Showing posts with label dissertation. Show all posts
Showing posts with label dissertation. Show all posts

Saturday, December 30, 2006

Home for the Holidays

I just finished a day with family. I am in Big D right now celebrating the rest of the holiday. Since I finished all my work until January 2, I have now turning my attention to interview transcriptions. After buying a new cassette recorder for my dad to help, I sat down and got two 60+ minute tapes done in twelve hours. Whom who buys cassette tape recorders anymore. You know they girl at the Circuit City was given me a hassle about why I don't want to go digital. And then just now, my mom couldn't figure out how to pause a movie on the DVR.

I guess we are still blending the old world of analogue with the new digital world when doing qualitative research. I can't imagine if my faculty would even consider the value of blogs or recording using a laptop. Now don't get me wrong, I don't necessarily thing of them as old, but I just don't think many of them realize the technology that today's college students are into. Even more and more graduates students are also getting myspace or facebook accounts.

Well what did I learn from my interviews today. Well participant number seven pointed out two really important things about the law school.
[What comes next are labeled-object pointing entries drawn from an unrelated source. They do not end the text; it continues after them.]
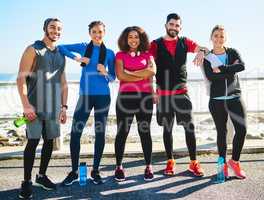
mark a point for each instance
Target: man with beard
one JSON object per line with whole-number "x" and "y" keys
{"x": 172, "y": 98}
{"x": 43, "y": 91}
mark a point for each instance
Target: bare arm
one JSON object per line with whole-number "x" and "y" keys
{"x": 122, "y": 75}
{"x": 25, "y": 69}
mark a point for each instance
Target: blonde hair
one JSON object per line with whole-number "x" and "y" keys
{"x": 216, "y": 28}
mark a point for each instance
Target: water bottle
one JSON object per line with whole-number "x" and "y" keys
{"x": 82, "y": 173}
{"x": 21, "y": 121}
{"x": 220, "y": 170}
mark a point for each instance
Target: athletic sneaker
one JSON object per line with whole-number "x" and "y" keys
{"x": 195, "y": 168}
{"x": 235, "y": 166}
{"x": 226, "y": 170}
{"x": 170, "y": 168}
{"x": 45, "y": 182}
{"x": 70, "y": 179}
{"x": 26, "y": 190}
{"x": 148, "y": 175}
{"x": 119, "y": 174}
{"x": 95, "y": 177}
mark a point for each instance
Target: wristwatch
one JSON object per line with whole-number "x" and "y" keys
{"x": 64, "y": 106}
{"x": 204, "y": 51}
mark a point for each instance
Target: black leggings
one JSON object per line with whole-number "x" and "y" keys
{"x": 129, "y": 105}
{"x": 220, "y": 109}
{"x": 29, "y": 156}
First, she pointed out that the law school seems to be a fairly segregated environment with subgroups that remain fairly isolated. She also mentioned that the each law student could benefit from an academic advisor. Hmm, right now I am getting distracted by The Matador. The hit man failed to facilitate properly. Anyway I think I will be able to get another two cassettes done tomorrow.

Saturday, December 23, 2006

Four Interviews in Two Days

Wow. What a whirlwind couple of days. I just drove back yesterday to Dallas to spend the holidays with my parents. I was originally planning to drive back around 3 PM, but as luck would have it the tenth and final person I needed to interview called me and agreed to do it that day. So I completed 6 of 10 interviews during this week. I am sitting here watching Beverly Hills Cop II while I am typing this. I keep forgetting how intense interviewing another person can be.

The first time I did two in one day left me so tired and drained. This week I did two on Thursday and two on Friday. These last four were so rich with information. They were exactly the stories I needed to hear. Last night when I got home, I remember having not eaten all day so I managed to eat some chicken salad (yes that I actually made), but then I passed out in a chair. When my parents got home from a party they were still pretty alert. But I could not remember what my mom was trying to say about the party.

So what did I learn over two days that made me so stressed out. It can be really intense when you hear words like terror, personal hell, stress, and panic used to describe the first year of an educational experience. Hey did you know that Chris Rock was in Beverly Hills Cop II? Since these are all individuals who are first in their family to go, it is understandable that they might use these rather concerning psychological terms. I know for me it brought back some intense memories for me about my higher education experiences.

Can't wait until January 17.

Monday, December 18, 2006

Semiotics: What is Friendship?

I had an extraordinary interview this afternoon for my dissertation study. During the conversation, the discussion turned to views about the definition of a friend. It is interesting how the term can mean different things to different people. There is also from what I have learned and read a cultural component to the word. For example, I have ordered my universe by creating a hierarchy of friend categories. I have friends through school that I have encountered through work, student organizations, volunteering, and classes. But oddly enough, many of these friendships are probably transitory, and I wonder if I would maintain them if the person moved or I did. I am sure I am not the only one that uses levels of friendship.

So I am not sure what word I would use to describe the few relationships that are the most meaningful. Best? Special? Close? Hmm. I don't like to use the word "true" friends since it in some way indicates all other people you have called friends are false in some way. I don't like where that leads to. I do agree that my closest relationships are reserved for those whom I would drop everything to help out and vice versa. They know you would have their back in a fight and vice versa. Could it be that in these closest relationships you must always take their side in a situation? I don't know if you have to adopt the position yourself but I'm thinking you must support and respect their side. There is an unconditional devotion that must exist in the closest of relationships especially important when one person in the relationship screws up. I look for bonds that withstand the peculiarities of my personality I bring to the table.